##Aurum: Data Discovery at Scale
Aurum consists of three layers that can be run independently. L1 is the data discovery profiler. Its purpose is to read raw data from CSV files or databases and create profiles---concise representations of the information---that are stored in a configured store (elasticsearch for the time being). L2 reads the profiles from the store and creates a model that represents the relationships between them. This model is then used by L3, the discovery API, to answer queries posed by users.
Next there is a brief WiP description of how to build, configure and deploy the three layers.
###Deploying L1
The profiler is built in Java (you can find it under /ddprofiler) and is meant to be deployed standalone. The input to L1 are data sources to analyze, the output is stored in a store. Elasticsearch is the store supported at the moment. Next, you can find instructions to build and deploy L1 as well as to install and configure Elasticsearch.
####Building L1
Just go to 'ddprofiler' (visible from the project root) and do:
$> ./gradlew clean fatJar
Note that the gradle wrapper (gradlew) does not require you to install any software; it will handle the entire build process without help.
After that command, L1 is built into a single jar file that you can find in ddprofiler/build/libs/ddprofiler.jar
####Deploying Elasticsearch (tested with 2.3.3)
Download the software from:
https://www.elastic.co/products/elasticsearch
Uncompress it and then simply run from the root directory:
$> ./bin/elasticsearch
that will start the server in localhost:9200 by default, which is the address you should use to configure L1
####Configuration of L1
L1 can run in online mode, in which it receives commands and data sources to analyze through a REST API, or offline mode, in which you can indicate the folder with data sources to analyze.

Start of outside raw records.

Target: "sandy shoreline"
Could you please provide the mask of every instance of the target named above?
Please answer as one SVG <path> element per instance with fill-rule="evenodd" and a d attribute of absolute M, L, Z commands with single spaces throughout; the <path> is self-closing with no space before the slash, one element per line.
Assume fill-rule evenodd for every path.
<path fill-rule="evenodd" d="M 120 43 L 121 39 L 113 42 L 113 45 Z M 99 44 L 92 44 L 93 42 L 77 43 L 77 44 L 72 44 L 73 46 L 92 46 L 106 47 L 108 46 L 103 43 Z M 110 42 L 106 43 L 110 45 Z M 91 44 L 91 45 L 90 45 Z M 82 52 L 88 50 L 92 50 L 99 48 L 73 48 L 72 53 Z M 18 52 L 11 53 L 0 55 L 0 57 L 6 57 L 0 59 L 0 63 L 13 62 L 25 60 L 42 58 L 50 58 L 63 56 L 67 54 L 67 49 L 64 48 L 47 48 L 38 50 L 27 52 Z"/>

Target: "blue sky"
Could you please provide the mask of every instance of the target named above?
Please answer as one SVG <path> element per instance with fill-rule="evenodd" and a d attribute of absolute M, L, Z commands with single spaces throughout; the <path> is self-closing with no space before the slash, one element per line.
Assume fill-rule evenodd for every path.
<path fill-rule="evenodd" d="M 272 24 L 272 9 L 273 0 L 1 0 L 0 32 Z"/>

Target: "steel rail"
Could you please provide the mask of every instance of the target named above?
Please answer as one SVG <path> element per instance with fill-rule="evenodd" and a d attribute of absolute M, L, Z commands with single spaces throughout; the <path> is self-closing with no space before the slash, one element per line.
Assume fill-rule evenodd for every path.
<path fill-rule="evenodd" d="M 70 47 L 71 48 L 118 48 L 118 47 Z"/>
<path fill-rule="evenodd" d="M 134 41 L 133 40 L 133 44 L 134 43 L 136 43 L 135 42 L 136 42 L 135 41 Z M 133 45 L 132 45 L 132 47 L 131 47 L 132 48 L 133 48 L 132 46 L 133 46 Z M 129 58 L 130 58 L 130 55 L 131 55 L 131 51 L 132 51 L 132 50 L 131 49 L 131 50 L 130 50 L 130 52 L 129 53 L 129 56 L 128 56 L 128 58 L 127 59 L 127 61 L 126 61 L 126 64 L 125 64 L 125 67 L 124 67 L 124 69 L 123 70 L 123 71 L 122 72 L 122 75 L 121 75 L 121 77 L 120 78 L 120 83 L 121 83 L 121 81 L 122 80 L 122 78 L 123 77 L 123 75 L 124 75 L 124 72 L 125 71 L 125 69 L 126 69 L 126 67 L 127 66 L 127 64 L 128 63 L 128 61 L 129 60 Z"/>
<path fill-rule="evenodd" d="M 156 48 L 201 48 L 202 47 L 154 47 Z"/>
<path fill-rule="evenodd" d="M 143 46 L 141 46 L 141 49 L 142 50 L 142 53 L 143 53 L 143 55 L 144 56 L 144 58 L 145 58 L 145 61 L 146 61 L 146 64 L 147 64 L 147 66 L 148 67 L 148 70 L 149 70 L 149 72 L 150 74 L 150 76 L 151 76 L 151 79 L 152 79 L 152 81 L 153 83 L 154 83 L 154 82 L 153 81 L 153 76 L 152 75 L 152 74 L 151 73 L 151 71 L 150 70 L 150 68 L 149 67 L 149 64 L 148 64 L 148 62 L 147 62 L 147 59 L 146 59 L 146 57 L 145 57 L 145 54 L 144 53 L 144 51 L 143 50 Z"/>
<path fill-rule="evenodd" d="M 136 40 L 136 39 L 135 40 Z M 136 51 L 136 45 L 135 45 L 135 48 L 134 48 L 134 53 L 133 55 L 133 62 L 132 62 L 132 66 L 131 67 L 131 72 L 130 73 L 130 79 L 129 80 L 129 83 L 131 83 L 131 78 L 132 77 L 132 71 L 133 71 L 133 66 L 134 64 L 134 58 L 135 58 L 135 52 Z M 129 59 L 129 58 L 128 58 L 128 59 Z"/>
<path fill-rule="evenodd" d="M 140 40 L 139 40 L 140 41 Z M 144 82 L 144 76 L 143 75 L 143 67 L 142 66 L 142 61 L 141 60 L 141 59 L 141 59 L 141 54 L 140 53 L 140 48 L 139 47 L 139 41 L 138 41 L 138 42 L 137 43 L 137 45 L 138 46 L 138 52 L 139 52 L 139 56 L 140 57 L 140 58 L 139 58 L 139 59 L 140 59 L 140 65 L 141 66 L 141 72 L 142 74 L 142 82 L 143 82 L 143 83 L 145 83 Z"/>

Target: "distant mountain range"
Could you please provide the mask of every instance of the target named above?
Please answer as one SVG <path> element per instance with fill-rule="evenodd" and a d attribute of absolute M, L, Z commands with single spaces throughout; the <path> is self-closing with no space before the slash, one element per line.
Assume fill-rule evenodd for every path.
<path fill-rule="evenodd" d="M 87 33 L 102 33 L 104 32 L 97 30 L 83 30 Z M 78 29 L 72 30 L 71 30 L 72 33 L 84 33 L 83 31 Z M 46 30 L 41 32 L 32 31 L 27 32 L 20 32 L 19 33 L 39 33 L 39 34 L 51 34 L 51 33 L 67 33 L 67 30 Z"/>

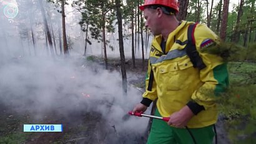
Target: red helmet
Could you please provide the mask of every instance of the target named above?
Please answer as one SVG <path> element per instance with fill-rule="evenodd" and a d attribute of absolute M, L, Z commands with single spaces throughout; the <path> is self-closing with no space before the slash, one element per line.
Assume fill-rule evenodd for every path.
<path fill-rule="evenodd" d="M 145 6 L 154 4 L 159 4 L 174 9 L 176 12 L 179 12 L 179 2 L 178 0 L 145 0 L 144 4 L 139 7 L 141 11 L 144 11 Z"/>

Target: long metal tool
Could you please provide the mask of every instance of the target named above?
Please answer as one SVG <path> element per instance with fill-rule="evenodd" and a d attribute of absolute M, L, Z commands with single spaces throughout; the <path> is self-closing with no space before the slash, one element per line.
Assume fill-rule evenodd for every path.
<path fill-rule="evenodd" d="M 167 122 L 170 120 L 170 117 L 157 117 L 157 116 L 154 116 L 154 115 L 151 115 L 144 114 L 143 112 L 134 112 L 134 114 L 132 114 L 132 112 L 130 111 L 129 112 L 129 114 L 130 115 L 135 115 L 137 117 L 150 117 L 153 119 L 160 119 Z"/>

For offline mode, this is a typical configuration:
$> java -jar <path_to_ddprofiler.jar> --db.name --execution.mode 1 --sources.folder.path
--db.name is used internally to identify the folder of data
--execution.mode is used to indicate whether L1 will work online (0), offline, reading from files (1) or offline, reading from a DB (2).
--sources.folder.path when execution mode is 1, this option indicates the folder with the files to process (CSV files only for now).
You can consult all configuration parameters by appending --help or <?> as a parameter. In particular you may be interested in changing the default elasticsearch ports (consult --store.http.port and --store.port) in case your installation does not use the default ones.
###Running L2
####Requirements
Requires Python 3 (tested with 3.4.2, 3.5.0 and 3.5.1). Use requirements.txt to install all the dependencies:
$> pip install -r requirements.txt
In a vanilla linux (debian-based) system, the following packages will need to be installed system-wide:
- sudo apt-get install pkg-config libpng-dev libfreetype6-dev (requirement of matplotlib)
- sudo apt-get install libblas-dev liblapack-dev (speeding up linear algebra operations)
- sudo apt-get install lib32ncurses5-dev
Some notes for MAC users:
There have been some problems with uWSGI. One quick workaround is to remove the version contraint explained in the requirements.txt file.
There have been problems when using any other elasticsearch version than 2.3.3.
The core implementation of L2 is the file networkbuildercoordinator.py This file accepts one parameters --opath that expects a path to a folder where you want to store the built model. For example:
$> python networkbuildercoordinatory.py --opath test/testmodel/
Once the model is built, it will be serialized into the provided path.
The file ddapi.py is the core implementation of Aurum's API. One easy way to access it is to deserialize a desired model and constructing an API object with that model. The easiest way to do so is by importing init_system() function from main. Something like:
The last parameter of init_system, reporting, controls whether you want to create a reporting API that gives you access to statistics about the model. Feel free to say yes, but beware that it may take long times when the models are big.